Bienvenue dans le mouroir oublié où finissent toutes les lettres qui n’ont pas trouvé leur destinataire – et il y en a des milliers. Randolph Jaffe est chargé de les trier, d’y récupérer ce qu’il peut, et de mettre le reste au feu. Tout bascule le jour où il en lit vraiment une. Puis deux. Puis qu’il commence à discerner certaines ressemblances troublantes. Lettres de fous, d’illuminés, messages codés… toutes parlent de la même chose. Et si elles faisaient office d’avertissement, un sinistre présage que seul Jaffe serait capable de comprendre… ?
Ne peut-on pas imaginer plus grand appel à l’imagination que ce quatrième de couverture? On y retrouve les éléments Barkerien du personnage seul sans vrai vie sociale et qui va découvrir bien entendu que notre réalité n’est qu’illusion et que….
Dire que cette oeuvre regorge d’idées est un doux euphémisme. On aura même tendance à dire qu’il y en a trop avec parfois en 100 pages l’occasion d’écrire cinq autres romans tant Barker bouillonne d’imagination. Cela pourra désorienter à certaines occasions mais on pardonnera cet excès. Après tout, tant de romans cachent la misère en occultant leur vacuité par des pages au kilomètre. Le début pose méticuleusement l’ambiance avec un rythme lent dont on sait qu’il n’est là que pour passer la vitesse supérieure, quand le lecteur va accompagner Randolph (un Carter des temps modernes) dans ses découvertes et la lutte dans laquelle il va s’engager. Nous ne sommes pas dans le gore anatomique dont Barker a fait sa touche mais attendez-vous tout de même à être bien secoué lors du voyage où peu vous sera épargné: dans un style toujours aussi direct et sans embellissement poétique vous assisterez à bien des choses que la loi et la morale reprouvent. En utilisant des descriptions froides, sans adjectif aucun ni commentaire, la voix narrative rend le tout d’autant plus incisif et « in your face », frappant directement le lecteur. L’auteur a néanmoins choisi une approche bien plus cérébrale que visuelle de l’horreur en parfaite adéquation avec le monde qu’il nous dévoile. Les personnages sont attachants et ne sont pas dessinés au rouleau comme on a pu le reprocher aux Evangiles Ecarlates. C’est là la clé de toute histoire bien racontée: on s’attache vite à eux et l’on découvre avec la même sidération ce que cache notre réalité, une magie si unique et flamboyante.

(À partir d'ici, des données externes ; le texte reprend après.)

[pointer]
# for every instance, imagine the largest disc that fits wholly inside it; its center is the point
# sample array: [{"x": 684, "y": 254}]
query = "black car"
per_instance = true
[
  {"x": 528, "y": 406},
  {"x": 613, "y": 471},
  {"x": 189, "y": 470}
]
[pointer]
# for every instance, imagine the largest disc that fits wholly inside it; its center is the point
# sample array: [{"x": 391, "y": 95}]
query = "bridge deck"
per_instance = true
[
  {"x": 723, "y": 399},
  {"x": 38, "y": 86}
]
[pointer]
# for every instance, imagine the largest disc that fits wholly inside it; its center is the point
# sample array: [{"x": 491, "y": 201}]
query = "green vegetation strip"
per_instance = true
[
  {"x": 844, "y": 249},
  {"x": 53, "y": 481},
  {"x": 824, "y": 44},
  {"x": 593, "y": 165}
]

Que vous jouiez à Unknown Armies, au World of Darkness, à Americana, à Fate ou encore en correspondance avec la sortie de Kult,ce livre est pour vous. Et si tout simplement que vous voulez vous évader et vivre une grande histoire, Secret Show est un pari gagnant. Il existe dans un beau format broché à 25 euros mais aussi en ebook à 5,99 euros, Bragelonne développant toujours autant les versions dématérialisées.
La Mer vous appartient….
_MT_
NB: Secret Show fait partie d’une trilogie inachevée, sa suite étant Everville. Ils se lisent néanmoins sans problème et en toute indépendance.